I have a real ranch.
I spent 2 hours this morning cutting actual cows out of a real herd in a pasture so I could AI breed them.
I’ve roped a wee bit, and will continue to do so at brandings.
For handling a (loose) cow, your horse absolutely MUST know how to shift his weight back and turn over his haunches. This is SO important that I can get people that might teach their horse that they never want horse to offer turn-on-forehand while ridden. I don’t think it’s right, but I can get that people might train a show horse that way.

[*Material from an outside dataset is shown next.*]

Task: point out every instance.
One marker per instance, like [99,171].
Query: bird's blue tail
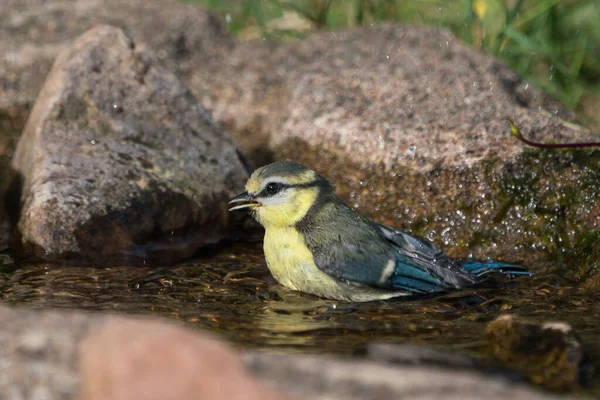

The horse also has to know how to face the cow, and move in a leg yield, if you are ever trying to move the cow somewhere. (A cutting horse is defense only, they’re not really supposed to push the cow anywhere, just keep it from going back to the herd.) You can direct a cow more accurately when you are pointed directly toward the cow, and any horse I’ve ever had needed to know how to turn-on-forehand before I ever asked for leg yield.
But if you go to a branding, and you can’t get the horse to step over with his haunches (a step or two of TOF), you are quite handicapped.
If your horse isn’t in a straight line with a weight-loaded rope, you’re putting unnecessary strain on the saddle and the horse. (Not to say you might stay still and dallied up, sideways to a rope, in some particular predicament.) But you can’t effect ‘getting straight’ by turning on the haunches, without either tightening or loosening the rope. The rope is attached to the saddle horn, the saddle horn is pretty much anchored over the withers and front feet. You have to get your horse straight by moving the horse’s HIND feet, so you can keep control over the rope.
You really don’t want to over-tighten a rope, the other end of that calf is attached by another rope to another horse- so if you tighten it either the poor calf ‘levitates’ between you, or you dislocate legs. And if you loosen the rope, the calf can get loose.
Now, reining…that’s another thing altogether. Modern reining is so full of hyperflexed/ rollkur-ed horses and bang, banging on curb bits that I can’t watch.
I want a cowhorse that’s super sensitive, that will stop on a dime, do a rollback into a gallop, flying changes and stay quiet. But if I’m working cows, really, that long, sliding stop? The cow will have gone around you a long time ago. A sliding stop is all fluff. And the fast reining spin is just silliness to me. A fast reining spin puts the horse on the ‘wrong’ pivot foot- if you look, it’s like a pirouette on the wrong lead, with the wrong bend. They do that so the spin can go really fast. But someone long ago asked Ray Hunt why his horses didn’t spin like reining horses, and his answer was simply that he’d never ask a horse to turn like that if he was trying to control a cow. If you want to look closely, watch a bullfighting video- the horses spin DARNED fast and get the heck out of the way of the bull’s horns, and they spin like the ‘working cowhorses’ do- exactly like a dressage pirouette.